En aparté ou publiquement, à l’image l’ancien ambassadeur d’Allemagne au Mali, certains milieux diplomatiques n’ont pas hésité à sortir de leur silence pour dénoncer les « voleurs de la république ». En fin de mission diplomatique de quatre ans au Mali, l’Allemand Dietrich Becker lors d’une rencontre en fin juin a fini par cracher le morceau. Pour lui, c’est la corruption qui freine les investisseurs allemands à venir au Mali. Quelques semaines, plus tard lors d’une interview accordée à nos confrères de l’Indépendant, il va plus loin : « (..) si un investisseur allemand me rend visite dans le but de me demander conseil pour investir au Mali, je me sens obligé de lui répondre : ‘’Non’’. Ce n’est pas qu’une question de sécurité. Vous serez bien parmi les Maliens, mais vous n’aurez aucune chance de sortir victorieux d’un verdict de la justice malienne. La bureaucratie est trop lourde, l’assiette fiscale est trop petite et se concentre sur le secteur formel. Et, en tant qu’étranger, vous êtes obligé d’investir dans ce secteur qui est étouffé par la corruption, les Impôts ».
Après les déclarations, les mises en garde aux partenaires, des autorités ont décidé d’agir si ce n’est pas un bluff pour clamer la colère de certains clients révoltés. Ce qui a suscité l’affaire Bakary TOGOLA.
Tout a commencé, il y a quelques jours avec l’arrestation du très bavard président de l’APCAM non moins militant du parti présidentiel, Bakary TOGOLA, conduit au gnouf par le Procureur Mamadou KASSOGUE suite à une affaire de ristournes aux cotonculteurs de la CMDT sur un montant de plus de 9 milliards entre 2013 et 2019.
Bientôt une semaine après l’acte du procureur du pôle économique et financier de la CIII de Bamako en charge de la lutte contre la corruption, presque aucune réaction de la classe politique, des chancelleries pour condamner ou saluer le geste qui suscite plein d’espoir chez nombre de Maliens.
En d’autres circonstances, ces acteurs n’ont pas pris du temps à réagir. Pourquoi pas ce même geste suite à cette initiative du procureur de la République.
Le même silence est observé au sein des organisations de la société civile de lutte contre la corruption. À part, l’interview accordée par le porte-parole de la Plateforme de lutte contre la corruption et le chômage PCC, Clément DEMBELE, à nos confrères de la RFI, il n’y a officiellement eu aucune déclaration de la part de ces organisations pour soutenir et encourager l’initiative enclenchée par le Procureur.

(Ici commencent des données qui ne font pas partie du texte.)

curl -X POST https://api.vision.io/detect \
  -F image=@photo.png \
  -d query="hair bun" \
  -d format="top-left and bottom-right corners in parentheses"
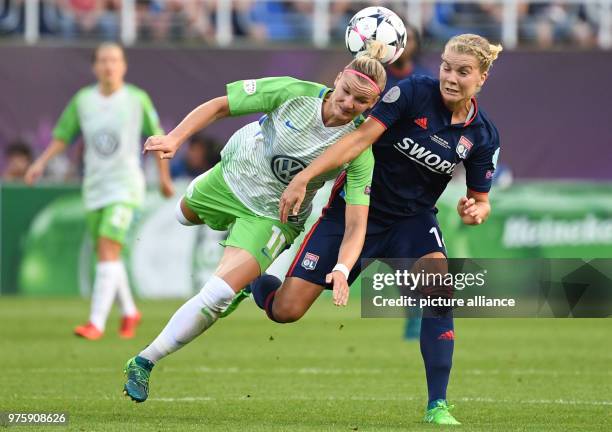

Au même titre que ces organisations de la société civile, le peuple de façon générale, qui a soif de justice, a également une belle occasion de se faire entendre tout en exigeant l’arrestation de tous ceux qui sont impliqués de près ou de loin à des affaires de détournement des deniers publics. En effet, sans une forte mobilisation de la société civile, cette affaire ne risque de se terminer en queue de poisson.